When the media and the main stream political parties shine a light on the BNP in a way they've been unwilling to do so until now it'll send them scuttling back to the shadows. Getting them on QT would be great. However, we need to remember that's not enough at the risk of sounding condescending I doubt the BNP swing voters (their core vote are another beast entirely) watch QT.
If the BNP is a legal party (however much most of us wish it would disappear) it can't have its members and elected representatives shouted down, assaulted and harassed if we are to stand up for democracy.
This strikes me as continuation of the rather inane "no platform for fascists" nonsense I used to see at University. I'd prefer to see a BNP member on say Question Time having to defend his party's racist policy in front of the public rather than some undergraduate "activists" deciding who can and who can't speak in a free society. The protest really is juvenile student politics of the worst kind.

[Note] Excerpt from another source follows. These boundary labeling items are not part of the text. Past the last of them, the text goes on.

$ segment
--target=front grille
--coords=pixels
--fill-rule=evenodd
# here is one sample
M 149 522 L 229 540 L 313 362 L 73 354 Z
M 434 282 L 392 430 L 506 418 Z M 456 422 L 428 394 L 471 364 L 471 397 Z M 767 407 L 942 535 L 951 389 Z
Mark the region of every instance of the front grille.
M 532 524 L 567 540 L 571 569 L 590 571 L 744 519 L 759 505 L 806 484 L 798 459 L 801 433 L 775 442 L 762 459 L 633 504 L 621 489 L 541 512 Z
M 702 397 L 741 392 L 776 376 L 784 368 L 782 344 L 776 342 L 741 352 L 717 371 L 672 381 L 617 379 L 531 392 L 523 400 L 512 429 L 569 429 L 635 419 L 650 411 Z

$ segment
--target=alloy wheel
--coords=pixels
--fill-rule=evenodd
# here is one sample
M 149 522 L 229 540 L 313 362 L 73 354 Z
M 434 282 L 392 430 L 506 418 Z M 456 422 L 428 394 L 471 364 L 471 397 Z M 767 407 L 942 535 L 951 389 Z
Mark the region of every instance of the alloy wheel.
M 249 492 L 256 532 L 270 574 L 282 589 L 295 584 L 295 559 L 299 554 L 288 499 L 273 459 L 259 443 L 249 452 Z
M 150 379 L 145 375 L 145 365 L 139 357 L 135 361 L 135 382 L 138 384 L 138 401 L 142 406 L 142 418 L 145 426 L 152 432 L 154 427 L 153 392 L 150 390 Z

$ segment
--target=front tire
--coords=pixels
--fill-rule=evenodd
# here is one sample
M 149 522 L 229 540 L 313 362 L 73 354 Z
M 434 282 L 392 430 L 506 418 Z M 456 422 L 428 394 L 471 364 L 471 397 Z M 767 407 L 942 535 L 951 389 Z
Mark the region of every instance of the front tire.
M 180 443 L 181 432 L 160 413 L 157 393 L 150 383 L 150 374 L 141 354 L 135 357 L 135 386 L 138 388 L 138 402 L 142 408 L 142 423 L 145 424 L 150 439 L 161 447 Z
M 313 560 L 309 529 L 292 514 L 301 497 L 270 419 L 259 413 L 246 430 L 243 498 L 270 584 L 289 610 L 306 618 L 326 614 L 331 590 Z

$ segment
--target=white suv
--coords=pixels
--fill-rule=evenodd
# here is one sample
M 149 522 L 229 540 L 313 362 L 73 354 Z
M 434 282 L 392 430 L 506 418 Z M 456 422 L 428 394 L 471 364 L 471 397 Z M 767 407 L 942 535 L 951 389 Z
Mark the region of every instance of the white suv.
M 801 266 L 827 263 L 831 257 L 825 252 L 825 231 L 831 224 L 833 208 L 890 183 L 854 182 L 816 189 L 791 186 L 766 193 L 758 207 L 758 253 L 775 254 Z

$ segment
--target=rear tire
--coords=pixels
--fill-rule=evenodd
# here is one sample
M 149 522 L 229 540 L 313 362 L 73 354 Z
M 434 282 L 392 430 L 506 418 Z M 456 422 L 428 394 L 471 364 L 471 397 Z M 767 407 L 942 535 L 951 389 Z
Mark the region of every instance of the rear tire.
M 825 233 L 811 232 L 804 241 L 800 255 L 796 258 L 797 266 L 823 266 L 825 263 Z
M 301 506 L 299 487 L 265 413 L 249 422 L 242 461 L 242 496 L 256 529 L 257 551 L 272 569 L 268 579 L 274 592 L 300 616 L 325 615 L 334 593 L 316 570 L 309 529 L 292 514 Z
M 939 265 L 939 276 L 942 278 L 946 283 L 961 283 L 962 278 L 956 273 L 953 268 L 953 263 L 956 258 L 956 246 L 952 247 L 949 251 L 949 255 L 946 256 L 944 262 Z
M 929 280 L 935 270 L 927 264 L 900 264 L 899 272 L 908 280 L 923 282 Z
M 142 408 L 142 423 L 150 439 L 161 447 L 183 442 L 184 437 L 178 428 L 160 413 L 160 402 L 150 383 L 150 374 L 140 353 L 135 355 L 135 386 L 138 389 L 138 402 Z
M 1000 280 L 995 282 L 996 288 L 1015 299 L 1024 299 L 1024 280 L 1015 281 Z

The problem from a public point of view is this sort of thing doesn't challenge the BNP over policy but it does leave some members of the public feeling sympathy for the abuse he is receiving.
It is entirely the wrong way to go, the BNP needs its ideas brought into the light and challenged not its members physically harassed.
"This nonsense about gas chambers has been exposed as a total lie..."
6 million killed in living memory, and Griffin says this. May he be hounded forever for his racist remarks, and intolerable anti semitism.